2. Aux termes de l'article L. 743-1 du code de l'entrée et du séjour des étrangers et du droit d'asile : " Le demandeur d'asile dont l'examen de la demande relève de la compétence de la France et qui a introduit sa demande auprès de l'Office français de protection des réfugiés et apatrides bénéficie du droit de se maintenir sur le territoire français jusqu'à la notification de la décision de l'office ou, si un recours a été formé, jusqu'à la notification de la décision de la Cour nationale du droit d'asile. L'attestation délivrée en application de l'article L. 741-1, dès lors que la demande d'asile a été introduite auprès de l'office, vaut autorisation provisoire de séjour et est renouvelable jusqu'à ce que l'office et, le cas échéant, la cour statuent. "
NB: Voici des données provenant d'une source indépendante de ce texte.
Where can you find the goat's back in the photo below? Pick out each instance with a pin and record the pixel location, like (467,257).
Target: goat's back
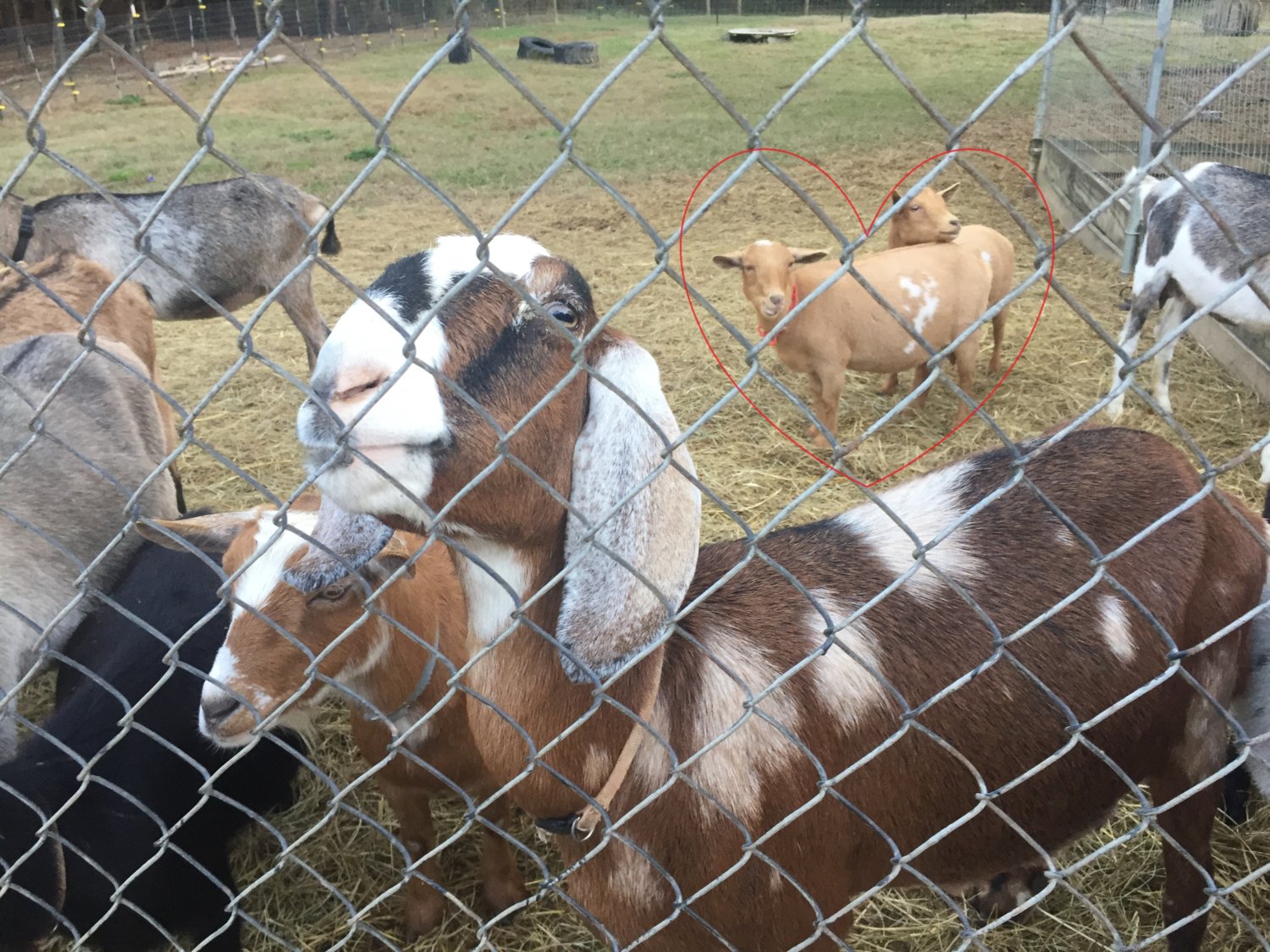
(1025,692)
(996,250)
(66,487)
(234,239)
(126,316)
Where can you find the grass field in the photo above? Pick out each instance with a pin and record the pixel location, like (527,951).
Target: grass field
(652,136)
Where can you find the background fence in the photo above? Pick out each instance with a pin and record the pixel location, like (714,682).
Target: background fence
(174,33)
(582,157)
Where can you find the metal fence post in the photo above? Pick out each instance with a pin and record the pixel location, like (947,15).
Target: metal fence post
(1163,23)
(1046,75)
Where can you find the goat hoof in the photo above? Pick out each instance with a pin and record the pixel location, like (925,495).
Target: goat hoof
(423,916)
(500,895)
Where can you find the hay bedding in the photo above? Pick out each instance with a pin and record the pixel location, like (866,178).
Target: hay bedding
(251,421)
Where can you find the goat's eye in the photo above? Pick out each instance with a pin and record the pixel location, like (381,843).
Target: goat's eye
(332,593)
(563,314)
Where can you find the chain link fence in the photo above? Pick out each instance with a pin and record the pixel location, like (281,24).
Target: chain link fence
(170,37)
(795,736)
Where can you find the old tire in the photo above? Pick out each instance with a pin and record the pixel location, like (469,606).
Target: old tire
(462,52)
(577,53)
(535,48)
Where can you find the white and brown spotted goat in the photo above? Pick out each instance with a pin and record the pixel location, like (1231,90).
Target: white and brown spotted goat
(295,639)
(719,829)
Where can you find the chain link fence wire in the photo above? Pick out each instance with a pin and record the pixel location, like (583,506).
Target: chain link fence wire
(1095,102)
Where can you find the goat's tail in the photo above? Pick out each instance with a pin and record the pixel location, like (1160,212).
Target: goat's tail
(330,240)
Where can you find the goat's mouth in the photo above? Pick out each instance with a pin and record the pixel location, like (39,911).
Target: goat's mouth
(340,456)
(230,723)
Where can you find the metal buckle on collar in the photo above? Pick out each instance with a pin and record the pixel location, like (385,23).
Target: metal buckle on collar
(564,825)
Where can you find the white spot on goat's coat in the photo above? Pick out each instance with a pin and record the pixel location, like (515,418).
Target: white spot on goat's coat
(734,771)
(411,414)
(845,680)
(930,304)
(927,505)
(262,573)
(452,256)
(1117,631)
(489,603)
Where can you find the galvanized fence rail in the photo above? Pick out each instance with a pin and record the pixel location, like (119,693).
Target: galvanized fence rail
(1156,122)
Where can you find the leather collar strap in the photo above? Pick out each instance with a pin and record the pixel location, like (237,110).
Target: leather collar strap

3. L'article L. 743-3 de ce code dispose que : " L'étranger auquel la reconnaissance de la qualité de réfugié ou le bénéfice de la protection subsidiaire a été définitivement refusé ou qui ne bénéficie plus du droit de se maintenir sur le territoire français en application de l'article L. 743-2 et qui ne peut être autorisé à demeurer sur le territoire à un autre titre doit quitter le territoire français, sous peine de faire l'objet d'une mesure d'éloignement prévue au titre Ier du livre V et, le cas échéant, des pénalités prévues au chapitre Ier du titre II du livre VI. "

4. Aux termes du III de l'article R. 723-19 du même code : " La date de notification de la décision de l'office et, le cas échéant, de la Cour nationale du droit d'asile qui figure dans le système d'information de l'office et est communiquée au préfet compétent et au directeur général de l'Office français de l'immigration et de l'intégration au moyen de traitements informatiques fait foi jusqu'à preuve du contraire. "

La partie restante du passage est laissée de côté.